A Alemanha, portanto, estava acima de todos e não poderia parar — Überalles in der Welt. “Os seguidores não devem se abater pelos sacrifícios, pois os resultados serão compensadores” — dizia o livro-bíblia “Minha Luta”, de autoria do Führer. Era uma questão de seleção natural: tudo que fosse inviável na natureza sempre iria perecer, como indicava o argumento do filme “Vítimas do Passado”, de 1937. O valor vida, nesse sentido, era relativizado em prol dos mais aptos a sobreviver. Assim, enfermos, idosos e fracos não poderiam fazer o sagrado III Reich estagnar, com o valoroso povo alemão em suas casas, por motivos tão torpes como um vírus. Como todos sabiam, o trabalho libertava — Arbeitmacht frei.

As notícias que chegavam eram cada vez mais catastróficas. Inevitável era, de logo, a comparação com a peste negra, que devastou a Europa e a Ásia em um passado distante. Por essa razão, o Japão, império que se alinharia à Alemanha em um eventual conflito, além da vizinha França, da Inglaterra e de outros tantos, voltaram suas atenções para a profilaxia emergencial que a doença, a essa altura já considerada pandemia, exigia. Os Estados Unidos, que estavam sob a égide da lei da neutralidade, cuidavam de seu povo em meio ao caos. Stálin não informava como os soviéticos estavam lidando com o vírus e era isso que causava o maior desconforto em Hitler. Para o nazista, um indício de armadilha para um futuro domínio comunista.

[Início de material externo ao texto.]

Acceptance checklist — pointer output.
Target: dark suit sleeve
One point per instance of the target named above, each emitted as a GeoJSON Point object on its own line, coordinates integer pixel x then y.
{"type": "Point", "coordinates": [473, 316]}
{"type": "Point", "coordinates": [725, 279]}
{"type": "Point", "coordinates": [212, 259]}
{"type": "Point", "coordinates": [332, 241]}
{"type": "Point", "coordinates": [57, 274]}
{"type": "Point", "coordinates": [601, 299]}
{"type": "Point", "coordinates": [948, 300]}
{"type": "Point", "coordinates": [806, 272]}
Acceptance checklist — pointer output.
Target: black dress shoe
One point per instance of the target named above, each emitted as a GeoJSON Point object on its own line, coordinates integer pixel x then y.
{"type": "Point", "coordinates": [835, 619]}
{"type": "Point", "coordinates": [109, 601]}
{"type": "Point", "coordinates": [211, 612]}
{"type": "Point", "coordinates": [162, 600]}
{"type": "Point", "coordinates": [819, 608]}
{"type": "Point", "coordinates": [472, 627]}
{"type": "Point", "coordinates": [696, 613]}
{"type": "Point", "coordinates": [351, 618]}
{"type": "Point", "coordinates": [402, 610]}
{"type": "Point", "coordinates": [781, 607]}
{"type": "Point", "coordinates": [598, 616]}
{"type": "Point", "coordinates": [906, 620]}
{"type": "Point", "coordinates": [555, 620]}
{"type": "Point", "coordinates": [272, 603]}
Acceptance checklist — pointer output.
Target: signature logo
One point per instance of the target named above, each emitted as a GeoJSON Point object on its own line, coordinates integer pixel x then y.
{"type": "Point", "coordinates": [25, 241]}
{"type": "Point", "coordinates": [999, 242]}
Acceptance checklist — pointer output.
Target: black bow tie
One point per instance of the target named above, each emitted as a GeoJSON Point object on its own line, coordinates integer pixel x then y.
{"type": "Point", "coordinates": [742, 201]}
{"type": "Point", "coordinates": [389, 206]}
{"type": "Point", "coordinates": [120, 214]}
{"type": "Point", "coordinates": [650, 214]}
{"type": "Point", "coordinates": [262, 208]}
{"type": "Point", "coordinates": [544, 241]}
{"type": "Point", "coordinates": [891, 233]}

Obcecado por suas teorias conspiratórias, Hitler desafiou a lógica e quis seguir seu ímpeto imperialista após a invasão da Tchecoslováquia, mesmo com todo o caos instaurado. Contudo, muitos intelectuais do primeiro escalão nazista já se mostravam tendentes a confrontar as ideias do Führer em conversas reservadas e planejavam colocar as ideias na mesa. Mas quem poderia intervir e falar tudo diretamente ao Führer? Foi então que um consenso colocou Rudolf Hess, antigo companheiro de cela e vice-líder do Partido Nazista, na indesejada incumbência. A questão era simples: todos os países do globo não mediam esforços para combater o vírus e a Alemanha não deveria se furtar de seguir as recomendações que o tempo exigia.

Quando chegou o momento do funesto diálogo, Rudolf Hess esperava à porta com as mãos gélidas e trêmulas, não piscando de ansiedade. De repente, um sereno Hitler saía ao seu encontro, excentricamente com luvas escuras e uma máscara branca de tecido grosso com uma vermelha suástica no seu centro. Saudações dispensadas, o convidou a entrar e Hess explicou o que estava acontecendo. Após muito refletir, Hitler se despojou de seus devaneios de dominação ariana e pensou verdadeiramente no povo alemão. O mundo todo não poderia estar errado e ele certo. Apesar do ego e do incômodo com um possível blefe comunista, o Führer anunciou que medidas mais drásticas seriam tomadas no Reich para tentar conter o vírus. Os alemães, afinal, deveriam estar em primeiro lugar.

Então o espantado Hess saiu para comunicar o núcleo duro do nazismo sobre a nova guinada de pensamento de seu líder supremo.